2006 Nobel Memorial Prize in Economic Sciences
Reason for Award
for his analysis of intertemporal tradeoffs in macroeconomic policy
Laureates
United States of America
Explanation
The rise in prices is called inflation, and the share of people who want a job but cannot get one is the unemployment rate. Long ago many believed that allowing prices to rise a little would always create more jobs. Mr. Phelps noticed that people form expectations about future prices and act on them. If everyone thinks “prices will rise soon,” their behavior can actually make prices rise even faster. This means the link between inflation and unemployment is not simple. His work shows that a policy that looks good today can cause higher inflation and problems later on.
Related Keywords
Phillips curve
The Phillips curve depicts the observed inverse relation between inflation and unemployment first documented by A. W. Phillips in 1958. During the 1960s policymakers viewed it as a menu for trading higher inflation for lower joblessness, but the stagflation of the 1970s exposed its limits. Phelps introduced expectations and showed the curve becomes vertical in the long run. Modern economics distinguishes a short-run and long-run curve accordingly. Empirical work reveals that the way inflation expectations are measured strongly affects the estimated curve.
Inflation expectations
Inflation expectations are households’ and firms’ subjective forecasts of future price growth. In Phelps’s model they add one-for-one to actual inflation, making the expectation-formation process crucial for policy outcomes. Survey data and market-based measures such as breakeven inflation are used to gauge them. When a central bank builds credibility, expectations remain anchored, allowing low-cost disinflations. If they become unanchored, wage- and price-setting can spiral, entrenching high inflation.
Natural rate of unemployment
The natural rate of unemployment is the jobless rate at which the labor market is in equilibrium and inflation is stable. It is determined by structural factors such as institutions, matching efficiency, and efficiency wages. Policymakers can push unemployment below it temporarily, but expectations adjust and only inflation accelerates. The concept appears as the NAIRU, estimated via filters or structural models. The natural rate is time-varying, shifting with technological change and labor-market reforms.
Expectations-augmented Phillips curve
Proposed independently by Phelps and Milton Friedman, the expectations-augmented Phillips curve posits that inflation depends on expected inflation plus a term proportional to the gap between actual and natural unemployment: π=πᵉ+β(u*−u). In the long run u converges to u*, making the curve vertical. With rational expectations, systematic policy loses real effects and only unanticipated shocks create a short-run trade-off. The relation is now embedded in neoclassical and New-Keynesian DSGE models. Recent work adds nonlinear and sticky expectation dynamics.
Intertemporal trade-off
The intertemporal trade-off refers to choices that weigh present against future economic outcomes.

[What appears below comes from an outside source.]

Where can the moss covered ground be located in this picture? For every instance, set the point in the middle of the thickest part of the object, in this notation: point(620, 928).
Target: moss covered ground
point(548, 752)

Stimulating demand today can raise future inflation expectations, illustrating that macro policy carries time-spanning costs and benefits. Phelps unified the analysis of unemployment-inflation and consumption-savings trade-offs under this lens. The golden rule of capital accumulation and the time-consistency problem are concrete instances. Discount rates of households and firms and the credibility of governments shape the nature of the trade-off.
Efficiency wage theory
Efficiency wage theory posits that firms pay wages above market-clearing levels to boost morale, reduce turnover, or raise worker productivity. Such higher wages can improve compliance and effort, offsetting their cost. Phelps incorporated the idea into macro models to explain why a positive natural rate of unemployment can persist. The theory reflects real-world settings with imperfect information and monitoring costs. Empirical work examines wage-turnover and wage-productivity correlations to test the hypothesis.
Capital formation
Capital formation encompasses investment in physical assets like machinery and infrastructure as well as human and intangible capital such as education and R&D. Phelps derived the golden-rule condition for intergenerationally fair consumption and showed that both under- and over-accumulation pose problems. In cases of excess capital, lowering the savings rate can improve welfare for all generations—dynamic inefficiency. Human capital accelerates technology adoption and boosts growth. Education policies and tax regimes strongly influence the pace of capital formation.
Monetary policy rules
Monetary policy rules are guiding formulas for how central banks adjust interest rates. The Taylor rule, linking rates to inflation and the output gap, is a prime example and aligns with Phelps’s emphasis on managing expectations. Rule-based conduct enhances transparency and predictability, anchoring expectations. Theoretically it mitigates time-consistency problems and reduces inflation bias. However, rigid rules may hinder flexible responses to financial shocks, so the optimal mix of rules and discretion remains debated.